Mark Rober — the guy behind the gaping-hole-in-torso costume — recently came up with a creative way of getting up close and personal with gorillas at his local zoo. It turns out that apes can’t resist looking at themselves in mirrors, so Rober drilled a hole in a mirror and pointed his iPhone’s camera through it. He was then able to snag some awesome footage that most visitors would never be able to capture. This trick may also work for other animals that are known to pass the mirror test of self-awareness, including dolphins, elephants, and certain birds.
Here’s a quick and simple tip for better portraits by Reddit user rmx_:
Everyone has a lazy eye. By that, I mean one eye is always smaller and/or more closed than the other eye. In some people, it is very easy to spot; in others, nearly impossible. The “beautiful people” have more symmetrical faces, but still, one eye will open more than the other. (Denzel Washington has one of the most I have seen [...])
[...] here is the tip: get the smaller/lazier eye slightly closer to the camera. Oh, and don’t tell the person what you’re looking at their eyes for! You’ll make them self conscious. Simply ask them to look at your finger and move their head to follow it, and then guide them left or right as necessary. Chances are, the movement needed will not be so much that you have to adjust your lights.
Having trouble framing shots when “shooting from the hip” and not looking through (or at) your camera? Lifehacker suggests pointing with your left hand index finger to improve your accuracy. Simply press the finger against your lens, parallel to your camera’s line of sight. The idea is that while we point at things all the time, aiming a camera isn’t quite as intuitive (though it comes with practice). By making the camera an “extension of your body”, you might be able to aim it more naturally!
Here’s a quick tip for if you ever have a hard time removing a lens filter from a lens (e.g. when it’s damaged): use a shoe. Simply take any shoe with a grippy flat bottom, press it firmly against the filter, and then turn it. It’s a super simple technique that should work every time unless the threads on the lens itself are badly damaged.
Modern DSLR lenses don’t usually have aperture rings, and opening and closing the aperture is the camera’s responsibility. If for some reason you need to keep the aperture blades locked in a certain position, the “lens twist trick” can help you do so. Simply untwist the lens from the camera while holding the depth of field preview button.

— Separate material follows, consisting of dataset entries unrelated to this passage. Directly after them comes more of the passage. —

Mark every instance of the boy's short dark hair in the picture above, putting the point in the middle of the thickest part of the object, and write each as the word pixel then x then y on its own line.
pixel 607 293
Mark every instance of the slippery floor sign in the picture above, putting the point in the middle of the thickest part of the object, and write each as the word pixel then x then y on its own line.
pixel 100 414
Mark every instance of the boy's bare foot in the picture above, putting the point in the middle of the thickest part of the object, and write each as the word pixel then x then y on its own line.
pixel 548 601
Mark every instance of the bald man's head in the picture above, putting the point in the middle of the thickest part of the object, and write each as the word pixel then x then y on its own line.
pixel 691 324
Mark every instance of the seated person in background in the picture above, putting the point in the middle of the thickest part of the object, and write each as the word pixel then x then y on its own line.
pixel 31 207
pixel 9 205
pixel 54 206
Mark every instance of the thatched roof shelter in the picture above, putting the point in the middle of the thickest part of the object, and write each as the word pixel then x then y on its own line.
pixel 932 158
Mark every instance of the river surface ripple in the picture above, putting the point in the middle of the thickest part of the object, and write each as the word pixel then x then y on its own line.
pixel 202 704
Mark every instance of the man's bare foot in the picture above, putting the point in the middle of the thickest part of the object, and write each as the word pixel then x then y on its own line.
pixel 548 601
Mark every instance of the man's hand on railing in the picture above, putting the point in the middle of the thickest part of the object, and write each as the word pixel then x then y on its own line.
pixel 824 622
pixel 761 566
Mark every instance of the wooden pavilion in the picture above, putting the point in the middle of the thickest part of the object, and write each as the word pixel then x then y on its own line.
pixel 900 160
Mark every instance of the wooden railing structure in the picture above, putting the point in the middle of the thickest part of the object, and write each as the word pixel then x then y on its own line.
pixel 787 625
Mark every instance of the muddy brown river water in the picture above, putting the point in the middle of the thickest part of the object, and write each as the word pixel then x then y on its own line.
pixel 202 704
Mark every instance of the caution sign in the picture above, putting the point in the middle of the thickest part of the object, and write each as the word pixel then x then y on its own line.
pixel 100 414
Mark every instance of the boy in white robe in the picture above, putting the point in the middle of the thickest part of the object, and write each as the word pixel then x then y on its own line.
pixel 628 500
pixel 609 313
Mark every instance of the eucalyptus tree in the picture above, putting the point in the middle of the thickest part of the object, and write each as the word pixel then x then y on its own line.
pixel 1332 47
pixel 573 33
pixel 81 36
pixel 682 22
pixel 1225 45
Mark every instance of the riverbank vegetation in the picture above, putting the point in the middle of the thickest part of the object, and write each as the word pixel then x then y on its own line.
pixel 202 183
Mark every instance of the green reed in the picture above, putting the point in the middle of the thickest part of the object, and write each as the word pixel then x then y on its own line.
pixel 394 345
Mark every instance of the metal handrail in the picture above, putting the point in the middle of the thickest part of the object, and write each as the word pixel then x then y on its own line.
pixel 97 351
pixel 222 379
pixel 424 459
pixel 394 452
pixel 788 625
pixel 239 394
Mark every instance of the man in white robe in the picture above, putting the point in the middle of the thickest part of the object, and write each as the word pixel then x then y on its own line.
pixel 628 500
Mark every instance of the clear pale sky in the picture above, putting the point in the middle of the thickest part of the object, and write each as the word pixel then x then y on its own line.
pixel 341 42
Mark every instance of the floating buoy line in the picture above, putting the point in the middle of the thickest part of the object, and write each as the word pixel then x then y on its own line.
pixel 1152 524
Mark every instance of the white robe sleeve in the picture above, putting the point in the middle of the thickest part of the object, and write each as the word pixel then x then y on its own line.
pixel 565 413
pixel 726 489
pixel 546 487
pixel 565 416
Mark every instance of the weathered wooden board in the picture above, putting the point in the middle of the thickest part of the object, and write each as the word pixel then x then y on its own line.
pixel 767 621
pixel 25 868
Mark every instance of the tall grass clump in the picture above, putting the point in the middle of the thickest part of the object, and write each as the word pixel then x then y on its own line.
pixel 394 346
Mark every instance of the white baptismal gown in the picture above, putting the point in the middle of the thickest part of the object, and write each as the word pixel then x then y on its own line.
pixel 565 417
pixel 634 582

One practical use for this trick is time-lapse photography. Cameras don’t always close the aperture to exactly the same size every shot, and the slight variation can cause a flicker in the resulting time-lapse video (a problem called “aperture flicker“).
Like many electronic devices, cameras often come with certain cables that are neither necessary enough to be used often nor useless enough to be tossed into the trash. A neat trick for keeping them organized and away from other cables is to stick them into toilet paper rolls. You can even go a step further by making a DIY cable organizer using a shoe box, which makes finding a particular cable a breeze.
Here’s a quick and easy tip from Scott Kelby for portraiture: reduce the number of distracting elements in the shot by positioning yourself with the background in mind. Sure it’s a simple and obvious tip, but those are usually the kind that come in handy most often.
Here’s a neat productivity tip for those of you who regularly buy stuff online (e.g. obsessive photo gear buyers): you can track most packages by simply searching for the tracking number with Google! The search engine automatically figures out which service the number belongs to, and provides you with a direct link to the droids page you’re looking for. Since some shipping companies don’t have bookmarkable tracking pages, this tip can help you avoid having to go through those companies’ websites.